The firm’s fourth such fund, Aleph IV, brings some $850 million in assets under management (AUM) for the company.
Aleph was founded in 2013 as an equal partnership between Michael Eisenberg, previously with San Francisco-based venture firm Benchmark Capital, and Eden Shochat, a co-founder of facial recognition startup Face.com, acquired by Facebook (now Meta) in 2012. They were later joined by Aaron Rosenson, previously with Insight Partners, Yael Elad, formerly with Genesis, and Tomer Diari, who came on board earlier this year from Bessemer Venture Partners.
Eisenberg wrote in a post on Sunday that Aleph looks to partner with “ambitious Israeli entrepreneurs who want to build large, meaningful companies and impactful global brands from Israel.” With this fourth fund, Eisenberg said the company would now be open to working with “remote companies, too, as long as we can add value with our network and platform and knowledge of Israel.”
Aleph has invested in over three dozen companies including WeWork, insurance tech company Lemonade, music app maker JoyTunes, business management software firm Honeybook (now valued at over $2 billion), fintech startup Melio, one of the fastest-growing companies in Israel, Healthy.io, a maker of an FDA-approved smartphone app that allows users to take urine analysis tests at home, and Empathy, the developer of a platform that helps families navigate the complicated bureaucratic journey after losing a loved one
Eisenberg wrote that Aleph was “devoted to accelerating startups to scaleups and working together to transform industries and the world.”
In an interview with The Times of Israel in October, Eisenberg said that Israeli entrepreneurs increasingly wanted to address “problems facing humanity,” pointing to startups like Healthy.io and Empathy.
Companies today are driven by “brains, heart, and soul,” as well as “values that matter.”
Eisenberg also said the aspirations of Israeli entrepreneurs have grown in recent years and they now “want to build global brands that are successful.”
“They bring moxy and aspirations. And they want to build something meaningful,” he added.
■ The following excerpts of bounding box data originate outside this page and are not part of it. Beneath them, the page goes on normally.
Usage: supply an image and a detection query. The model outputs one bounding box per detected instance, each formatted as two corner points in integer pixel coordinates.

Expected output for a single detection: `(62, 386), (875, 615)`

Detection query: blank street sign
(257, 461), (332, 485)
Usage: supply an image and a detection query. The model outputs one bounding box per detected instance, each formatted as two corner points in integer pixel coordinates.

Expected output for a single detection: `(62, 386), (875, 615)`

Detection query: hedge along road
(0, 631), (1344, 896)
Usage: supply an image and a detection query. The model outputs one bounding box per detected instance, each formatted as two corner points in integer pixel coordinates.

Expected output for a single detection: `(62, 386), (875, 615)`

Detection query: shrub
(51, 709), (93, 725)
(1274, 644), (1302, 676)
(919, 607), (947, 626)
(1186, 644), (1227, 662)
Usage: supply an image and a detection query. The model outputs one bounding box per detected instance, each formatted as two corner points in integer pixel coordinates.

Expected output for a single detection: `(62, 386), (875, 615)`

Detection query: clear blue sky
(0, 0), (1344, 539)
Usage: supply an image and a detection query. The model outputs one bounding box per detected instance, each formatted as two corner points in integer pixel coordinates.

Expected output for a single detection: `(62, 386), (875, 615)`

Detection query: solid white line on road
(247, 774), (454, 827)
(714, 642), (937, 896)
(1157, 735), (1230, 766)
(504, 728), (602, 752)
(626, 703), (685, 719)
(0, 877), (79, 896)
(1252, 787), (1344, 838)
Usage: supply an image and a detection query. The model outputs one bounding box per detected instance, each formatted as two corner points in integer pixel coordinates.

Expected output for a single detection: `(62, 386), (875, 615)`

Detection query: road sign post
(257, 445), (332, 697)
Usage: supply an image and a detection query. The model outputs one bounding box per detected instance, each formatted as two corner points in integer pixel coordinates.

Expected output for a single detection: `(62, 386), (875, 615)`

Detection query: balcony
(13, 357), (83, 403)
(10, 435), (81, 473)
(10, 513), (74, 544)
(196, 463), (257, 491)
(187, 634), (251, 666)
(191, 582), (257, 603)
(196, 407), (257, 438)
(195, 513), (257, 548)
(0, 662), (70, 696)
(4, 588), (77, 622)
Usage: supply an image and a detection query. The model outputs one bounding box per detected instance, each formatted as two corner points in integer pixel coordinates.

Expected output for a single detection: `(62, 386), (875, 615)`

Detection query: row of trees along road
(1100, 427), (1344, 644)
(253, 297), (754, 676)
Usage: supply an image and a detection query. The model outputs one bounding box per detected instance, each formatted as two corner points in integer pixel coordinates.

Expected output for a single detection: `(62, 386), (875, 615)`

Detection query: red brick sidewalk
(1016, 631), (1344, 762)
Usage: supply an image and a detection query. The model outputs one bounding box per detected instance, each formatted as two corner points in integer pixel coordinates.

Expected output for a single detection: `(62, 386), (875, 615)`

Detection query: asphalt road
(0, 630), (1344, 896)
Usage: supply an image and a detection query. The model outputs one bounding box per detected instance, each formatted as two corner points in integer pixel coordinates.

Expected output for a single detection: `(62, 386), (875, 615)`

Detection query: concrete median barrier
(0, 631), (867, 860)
This shift was highlighted sharply this year as Israel’s tech ecosystem wraps up a record year for funding and “exits,” defined as merger and acquisition deals or initial public offerings (IPO) of shares. Israeli companies raised over $25 billion between January and November this year, and tech firms saw exits jump an astonishing 520 percent in 2021 (by mid-December) to an unprecedented $81.2 billion in value, shattering all previous records.
This year was also marked by a significant increase in local acquisitions, where Israeli companies buy local startups and firms as part of their growth strategy. Thirty-nine such deals were carried out in 2021, the highest number on record, up from 21 in 2020.